Arizona Guide · Updated 2026
Arizona Discrimination & Harassment (ACRA)
Arizona's anti-discrimination law tracks the federal framework closely, with one important twist on coverage: a sexual-harassment charge can be brought against an employer with even one employee.
Coverage & protected classes
The Arizona Civil Rights Act (A.R.S. § 41-1463) applies to employers with 15 or more employees for most discrimination claims — but only one or more for sexual harassment. Protected classes are race, color, religion, sex (including pregnancy and childbirth), national origin, age 40+, disability, and genetic information.
Enforcement & standards
Claims run through the Arizona Civil Rights Division (ACRD)of the Attorney General's Office, and the analysis mirrors federal law — the McDonnell Douglasburden-shifting framework for disparate treatment, and the "severe or pervasive" standard for hostile-environment harassment.
The medical-marijuana wrinkle (AMMA)
The Arizona Medical Marijuana Act (A.R.S. § 36-2813) protects registered cardholders: an employer generally may not penalize a cardholder based solely on cardholder status or a positive marijuana test, absent proof of use, possession, or impairment at work (a positive test alone is not enough), or a federal funding/licensing conflict.

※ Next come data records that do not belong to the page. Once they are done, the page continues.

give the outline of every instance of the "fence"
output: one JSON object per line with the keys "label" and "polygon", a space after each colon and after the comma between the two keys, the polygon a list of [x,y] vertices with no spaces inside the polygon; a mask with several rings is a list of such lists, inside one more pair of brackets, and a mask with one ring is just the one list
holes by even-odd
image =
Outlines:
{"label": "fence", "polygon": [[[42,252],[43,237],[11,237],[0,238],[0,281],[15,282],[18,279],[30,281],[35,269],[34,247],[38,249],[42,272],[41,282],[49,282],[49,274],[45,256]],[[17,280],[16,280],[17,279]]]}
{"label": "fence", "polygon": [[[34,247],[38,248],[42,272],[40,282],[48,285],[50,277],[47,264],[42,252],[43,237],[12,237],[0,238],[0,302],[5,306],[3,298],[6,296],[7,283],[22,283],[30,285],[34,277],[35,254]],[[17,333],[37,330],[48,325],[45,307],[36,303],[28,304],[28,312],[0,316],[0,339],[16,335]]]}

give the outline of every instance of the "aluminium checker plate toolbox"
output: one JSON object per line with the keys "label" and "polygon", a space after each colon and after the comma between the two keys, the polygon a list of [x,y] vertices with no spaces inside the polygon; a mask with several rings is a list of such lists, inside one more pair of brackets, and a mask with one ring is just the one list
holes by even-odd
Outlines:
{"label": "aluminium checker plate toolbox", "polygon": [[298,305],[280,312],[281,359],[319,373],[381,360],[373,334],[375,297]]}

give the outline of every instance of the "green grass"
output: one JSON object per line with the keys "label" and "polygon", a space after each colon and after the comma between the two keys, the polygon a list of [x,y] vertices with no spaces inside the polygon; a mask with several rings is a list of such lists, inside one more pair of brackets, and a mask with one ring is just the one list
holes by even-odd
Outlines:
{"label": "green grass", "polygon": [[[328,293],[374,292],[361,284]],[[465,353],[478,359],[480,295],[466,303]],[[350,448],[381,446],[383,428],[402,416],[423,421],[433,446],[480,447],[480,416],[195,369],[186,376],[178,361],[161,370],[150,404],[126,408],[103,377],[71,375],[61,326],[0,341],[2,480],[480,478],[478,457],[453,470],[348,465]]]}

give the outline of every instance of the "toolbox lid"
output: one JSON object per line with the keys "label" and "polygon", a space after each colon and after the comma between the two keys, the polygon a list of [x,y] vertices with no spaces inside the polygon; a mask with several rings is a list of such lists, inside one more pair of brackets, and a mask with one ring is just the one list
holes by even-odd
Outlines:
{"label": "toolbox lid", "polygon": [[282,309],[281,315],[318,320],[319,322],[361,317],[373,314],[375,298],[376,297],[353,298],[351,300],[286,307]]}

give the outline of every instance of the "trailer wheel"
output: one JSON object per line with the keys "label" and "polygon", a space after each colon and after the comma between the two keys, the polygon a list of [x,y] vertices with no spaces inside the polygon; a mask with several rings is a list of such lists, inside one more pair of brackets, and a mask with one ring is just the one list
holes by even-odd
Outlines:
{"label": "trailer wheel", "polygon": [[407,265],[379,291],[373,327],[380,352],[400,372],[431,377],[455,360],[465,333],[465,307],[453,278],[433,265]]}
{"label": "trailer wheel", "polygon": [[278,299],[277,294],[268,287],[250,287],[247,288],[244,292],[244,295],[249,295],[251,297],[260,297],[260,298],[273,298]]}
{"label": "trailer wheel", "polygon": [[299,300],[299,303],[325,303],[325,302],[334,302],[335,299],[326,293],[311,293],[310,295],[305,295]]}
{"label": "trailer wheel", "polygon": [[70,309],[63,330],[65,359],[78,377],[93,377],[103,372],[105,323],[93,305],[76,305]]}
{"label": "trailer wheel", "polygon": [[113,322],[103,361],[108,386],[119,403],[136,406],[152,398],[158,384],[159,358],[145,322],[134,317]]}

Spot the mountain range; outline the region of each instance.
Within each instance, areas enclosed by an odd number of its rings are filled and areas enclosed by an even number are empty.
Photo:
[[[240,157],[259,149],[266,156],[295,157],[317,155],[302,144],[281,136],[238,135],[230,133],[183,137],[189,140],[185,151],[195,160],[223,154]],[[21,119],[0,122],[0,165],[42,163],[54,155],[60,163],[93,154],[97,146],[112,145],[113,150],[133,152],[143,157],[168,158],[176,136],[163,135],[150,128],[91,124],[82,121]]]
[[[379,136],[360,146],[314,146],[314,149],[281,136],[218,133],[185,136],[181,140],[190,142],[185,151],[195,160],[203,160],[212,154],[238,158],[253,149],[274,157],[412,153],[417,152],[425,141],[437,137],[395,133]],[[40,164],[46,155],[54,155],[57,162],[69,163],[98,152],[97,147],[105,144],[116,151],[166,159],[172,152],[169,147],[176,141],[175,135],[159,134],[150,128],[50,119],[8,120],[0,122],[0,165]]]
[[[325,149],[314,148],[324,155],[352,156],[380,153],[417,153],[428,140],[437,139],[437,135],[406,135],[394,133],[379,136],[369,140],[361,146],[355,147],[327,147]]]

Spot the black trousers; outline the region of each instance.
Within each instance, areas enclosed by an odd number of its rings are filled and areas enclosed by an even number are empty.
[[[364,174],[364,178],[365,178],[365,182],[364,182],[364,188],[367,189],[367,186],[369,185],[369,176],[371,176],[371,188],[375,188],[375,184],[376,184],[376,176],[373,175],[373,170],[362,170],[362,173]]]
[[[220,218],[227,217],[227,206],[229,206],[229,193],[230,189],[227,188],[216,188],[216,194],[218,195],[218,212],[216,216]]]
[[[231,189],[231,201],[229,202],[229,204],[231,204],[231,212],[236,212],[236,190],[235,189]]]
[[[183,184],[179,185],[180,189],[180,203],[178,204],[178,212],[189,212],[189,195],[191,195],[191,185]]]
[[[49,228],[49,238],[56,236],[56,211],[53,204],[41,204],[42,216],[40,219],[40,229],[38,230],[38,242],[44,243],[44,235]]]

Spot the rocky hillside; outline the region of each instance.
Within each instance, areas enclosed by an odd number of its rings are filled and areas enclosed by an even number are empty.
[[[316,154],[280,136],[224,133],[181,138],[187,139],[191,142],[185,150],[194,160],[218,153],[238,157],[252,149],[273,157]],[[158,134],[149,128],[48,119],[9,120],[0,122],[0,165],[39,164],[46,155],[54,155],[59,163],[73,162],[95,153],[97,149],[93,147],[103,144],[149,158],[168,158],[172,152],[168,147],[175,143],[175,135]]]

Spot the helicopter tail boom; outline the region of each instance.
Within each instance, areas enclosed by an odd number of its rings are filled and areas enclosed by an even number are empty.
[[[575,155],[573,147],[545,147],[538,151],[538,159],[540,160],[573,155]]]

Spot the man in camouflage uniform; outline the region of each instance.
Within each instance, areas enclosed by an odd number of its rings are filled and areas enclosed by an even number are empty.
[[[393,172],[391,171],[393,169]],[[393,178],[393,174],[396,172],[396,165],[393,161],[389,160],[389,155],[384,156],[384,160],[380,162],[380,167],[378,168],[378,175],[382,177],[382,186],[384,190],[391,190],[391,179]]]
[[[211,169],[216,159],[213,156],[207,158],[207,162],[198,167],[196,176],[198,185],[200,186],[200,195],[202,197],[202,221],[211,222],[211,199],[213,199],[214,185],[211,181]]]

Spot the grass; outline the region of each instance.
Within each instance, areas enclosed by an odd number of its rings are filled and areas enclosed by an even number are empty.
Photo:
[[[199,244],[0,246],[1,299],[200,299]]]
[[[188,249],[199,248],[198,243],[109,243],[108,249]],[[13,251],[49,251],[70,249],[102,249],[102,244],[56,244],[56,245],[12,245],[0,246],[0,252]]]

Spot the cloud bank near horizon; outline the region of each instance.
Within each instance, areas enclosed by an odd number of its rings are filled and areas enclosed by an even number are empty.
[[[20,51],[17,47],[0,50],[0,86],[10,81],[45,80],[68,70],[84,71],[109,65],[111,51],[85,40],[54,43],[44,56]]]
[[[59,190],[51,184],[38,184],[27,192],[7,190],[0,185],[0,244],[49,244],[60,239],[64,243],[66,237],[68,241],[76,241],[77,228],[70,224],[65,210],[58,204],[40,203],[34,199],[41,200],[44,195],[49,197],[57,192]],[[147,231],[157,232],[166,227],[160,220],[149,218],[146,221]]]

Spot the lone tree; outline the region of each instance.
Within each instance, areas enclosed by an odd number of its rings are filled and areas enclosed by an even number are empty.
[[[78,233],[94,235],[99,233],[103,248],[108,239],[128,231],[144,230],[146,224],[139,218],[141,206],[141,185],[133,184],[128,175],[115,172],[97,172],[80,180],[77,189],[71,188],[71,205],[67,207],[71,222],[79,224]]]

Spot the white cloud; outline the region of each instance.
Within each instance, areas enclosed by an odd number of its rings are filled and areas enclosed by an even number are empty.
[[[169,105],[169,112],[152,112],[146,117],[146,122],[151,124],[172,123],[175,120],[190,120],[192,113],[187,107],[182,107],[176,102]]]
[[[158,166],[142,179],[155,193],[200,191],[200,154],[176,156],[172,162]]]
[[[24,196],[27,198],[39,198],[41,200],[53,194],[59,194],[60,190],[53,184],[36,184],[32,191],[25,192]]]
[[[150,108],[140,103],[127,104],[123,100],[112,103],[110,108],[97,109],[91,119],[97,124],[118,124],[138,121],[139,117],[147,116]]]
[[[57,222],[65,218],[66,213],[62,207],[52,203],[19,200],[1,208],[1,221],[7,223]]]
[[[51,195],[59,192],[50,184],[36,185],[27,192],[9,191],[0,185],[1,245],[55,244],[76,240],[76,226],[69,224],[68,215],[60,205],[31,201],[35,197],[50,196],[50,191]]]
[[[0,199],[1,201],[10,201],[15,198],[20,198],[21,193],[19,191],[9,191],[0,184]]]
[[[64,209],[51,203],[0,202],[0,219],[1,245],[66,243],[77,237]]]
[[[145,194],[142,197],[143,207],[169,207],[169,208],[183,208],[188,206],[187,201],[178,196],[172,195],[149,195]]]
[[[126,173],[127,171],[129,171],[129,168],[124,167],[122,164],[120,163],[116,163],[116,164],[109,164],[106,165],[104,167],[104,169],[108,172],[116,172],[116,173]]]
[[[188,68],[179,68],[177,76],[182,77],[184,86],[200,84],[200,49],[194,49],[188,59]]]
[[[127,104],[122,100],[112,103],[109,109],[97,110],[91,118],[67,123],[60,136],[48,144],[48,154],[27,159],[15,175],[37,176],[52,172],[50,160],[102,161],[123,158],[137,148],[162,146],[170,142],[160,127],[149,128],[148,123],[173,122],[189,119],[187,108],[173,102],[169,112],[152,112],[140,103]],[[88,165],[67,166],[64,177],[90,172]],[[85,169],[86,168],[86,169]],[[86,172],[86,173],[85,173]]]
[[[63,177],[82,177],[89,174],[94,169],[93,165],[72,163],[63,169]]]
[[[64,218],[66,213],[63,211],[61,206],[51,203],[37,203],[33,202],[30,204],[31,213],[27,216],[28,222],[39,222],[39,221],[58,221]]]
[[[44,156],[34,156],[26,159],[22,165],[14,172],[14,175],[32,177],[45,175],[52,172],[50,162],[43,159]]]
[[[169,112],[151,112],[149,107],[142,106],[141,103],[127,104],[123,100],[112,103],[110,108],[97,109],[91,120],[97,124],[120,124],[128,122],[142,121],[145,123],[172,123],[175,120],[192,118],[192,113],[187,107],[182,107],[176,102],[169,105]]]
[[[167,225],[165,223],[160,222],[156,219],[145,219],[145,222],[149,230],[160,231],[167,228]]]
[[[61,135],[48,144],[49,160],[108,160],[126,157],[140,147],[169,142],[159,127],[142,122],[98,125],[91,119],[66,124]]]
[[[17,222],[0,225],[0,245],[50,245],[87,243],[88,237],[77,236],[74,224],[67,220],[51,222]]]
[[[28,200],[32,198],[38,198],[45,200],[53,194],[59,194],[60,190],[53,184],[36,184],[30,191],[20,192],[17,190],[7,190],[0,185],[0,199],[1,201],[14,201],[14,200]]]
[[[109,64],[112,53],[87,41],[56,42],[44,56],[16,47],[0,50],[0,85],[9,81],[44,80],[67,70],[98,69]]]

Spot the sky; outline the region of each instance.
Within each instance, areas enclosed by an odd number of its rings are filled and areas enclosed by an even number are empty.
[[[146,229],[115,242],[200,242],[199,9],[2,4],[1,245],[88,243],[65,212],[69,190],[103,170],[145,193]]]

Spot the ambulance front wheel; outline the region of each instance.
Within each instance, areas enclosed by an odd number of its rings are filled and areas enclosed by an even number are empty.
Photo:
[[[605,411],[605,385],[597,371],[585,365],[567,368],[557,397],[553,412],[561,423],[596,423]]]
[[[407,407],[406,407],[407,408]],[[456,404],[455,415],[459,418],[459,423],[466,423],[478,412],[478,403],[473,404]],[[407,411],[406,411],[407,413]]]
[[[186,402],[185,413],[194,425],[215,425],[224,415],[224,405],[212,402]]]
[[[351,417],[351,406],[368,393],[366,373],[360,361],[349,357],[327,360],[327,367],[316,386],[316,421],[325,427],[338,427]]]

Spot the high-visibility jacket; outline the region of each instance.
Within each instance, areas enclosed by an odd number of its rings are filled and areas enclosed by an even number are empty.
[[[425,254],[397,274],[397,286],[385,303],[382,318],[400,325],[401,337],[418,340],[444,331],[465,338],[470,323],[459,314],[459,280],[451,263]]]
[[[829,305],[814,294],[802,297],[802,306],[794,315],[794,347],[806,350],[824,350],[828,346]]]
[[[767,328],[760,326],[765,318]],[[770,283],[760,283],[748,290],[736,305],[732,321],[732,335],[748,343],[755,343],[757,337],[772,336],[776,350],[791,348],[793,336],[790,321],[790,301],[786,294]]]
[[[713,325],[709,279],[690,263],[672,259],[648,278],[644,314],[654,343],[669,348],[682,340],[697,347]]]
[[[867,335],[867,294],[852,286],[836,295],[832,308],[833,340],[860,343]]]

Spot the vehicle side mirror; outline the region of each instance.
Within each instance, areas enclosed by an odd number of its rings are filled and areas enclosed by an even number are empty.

The federal floor still applies
Title VII, the ADA, the ADEA, and GINA apply alongside the ACRA, and Bostock v. Clayton County makes sexual-orientation and gender-identity discrimination unlawful as sex discrimination nationwide. Training is best practice in Arizona, not a state mandate, for private employers.
Practical takeaways
Apply a one-employee standard to harassment prevention regardless of headcount, run prompt and impartial investigations, train managers even though it isn't mandated, and draft drug-and-alcohol policies around the AMMA — discipline on observed impairment or a policy violation, not a bare positive test.